Flying Over The Andes
CE3/WJ2O QSL Card
Getting My License
I received an application from the ARRL and, as instructed, I set it along with a postal money order of $25.00 to the:
Radio Club de Chile
Nataniel Cox 1054
Casilla 13630 Santiago
The application said to send two passport size photos. They sent them back saying they didn’t need them along with a receipt for my fee. But no license.
Upon arriving in Santiago, I set out on the trek to find my license. I had no idea where to start, I spoke next to no Spanish and it was raining. Santiago is a beautiful city even on rainy days, complete with an excellent subway system and a rule that a cab fare can never be more than the US equivalent of about $1.50. I spent the entire day but I found the right place, learned a lot of Spanish words and the sun came out.

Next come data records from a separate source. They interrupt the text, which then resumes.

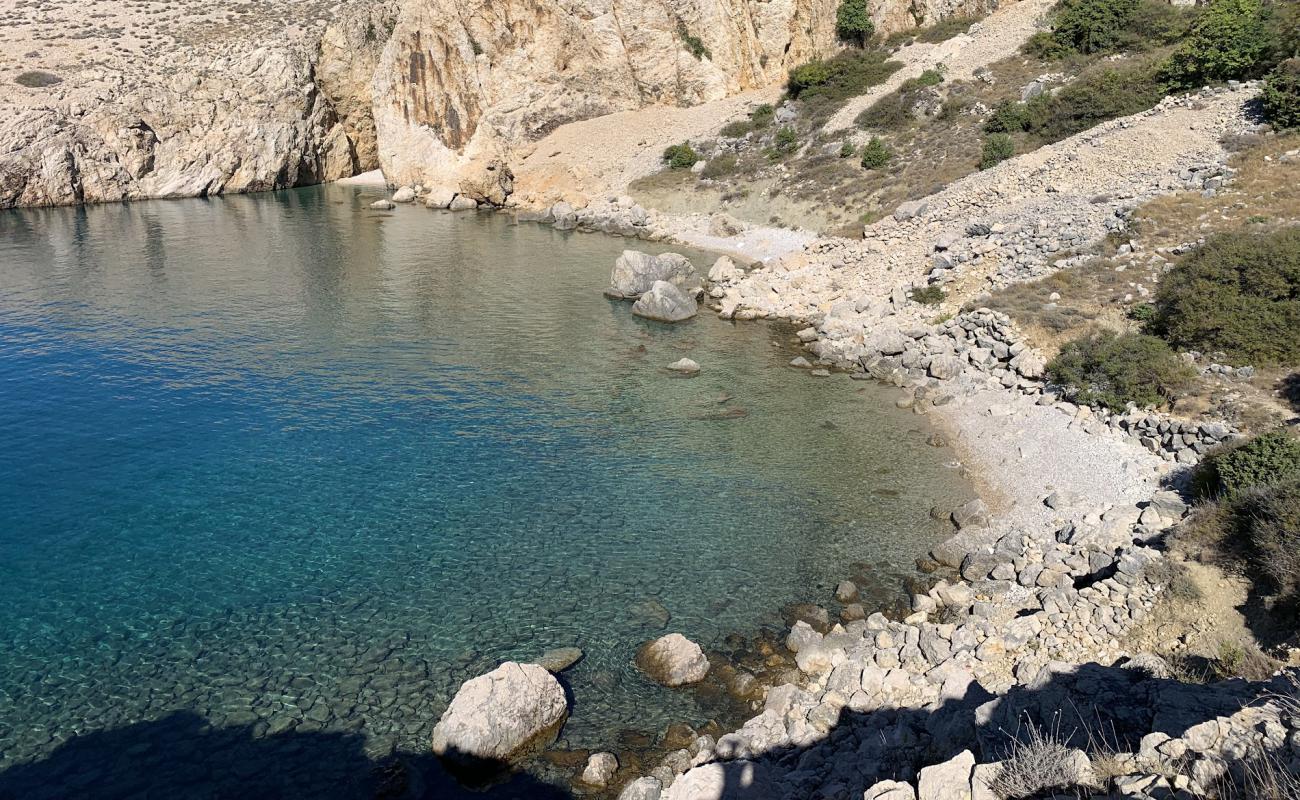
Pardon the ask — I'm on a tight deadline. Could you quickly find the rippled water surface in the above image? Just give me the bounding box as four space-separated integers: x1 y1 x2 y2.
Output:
0 187 962 797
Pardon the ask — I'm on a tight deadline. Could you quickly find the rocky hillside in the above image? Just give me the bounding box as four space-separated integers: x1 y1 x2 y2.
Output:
0 0 988 207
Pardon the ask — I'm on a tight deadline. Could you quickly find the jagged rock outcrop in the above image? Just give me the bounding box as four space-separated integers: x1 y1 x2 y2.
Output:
0 5 394 208
374 0 837 203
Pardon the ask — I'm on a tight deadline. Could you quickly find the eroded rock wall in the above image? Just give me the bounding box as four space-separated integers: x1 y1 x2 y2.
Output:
374 0 837 203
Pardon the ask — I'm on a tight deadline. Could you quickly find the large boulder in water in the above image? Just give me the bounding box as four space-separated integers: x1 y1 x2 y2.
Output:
606 250 696 300
632 281 699 323
433 661 568 778
637 633 709 686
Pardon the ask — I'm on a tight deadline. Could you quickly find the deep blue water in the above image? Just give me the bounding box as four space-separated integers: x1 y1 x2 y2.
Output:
0 187 963 797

For those of you wishing to save time, get into any cab and ask to go to Amunategui 178 which is a corner building. On the 7th floor is the Ministry of Telecommunications. When you exit the elevators, go into the office on the left that has double doors. Once inside turn a little to the right and there is a small window that says “Radioaficionado” (this translates to Radio Amateur). Then gentleman spoke no English but understood “WJ2O”. He went through a small pile of paper and to my surprise pulled out my license all typed, ready and paid for. I shook his hand and set back to the hotel with a feeling of accomplishment.
Customs had me place one of my two large cases up on an X-ray machine, and then waved me on.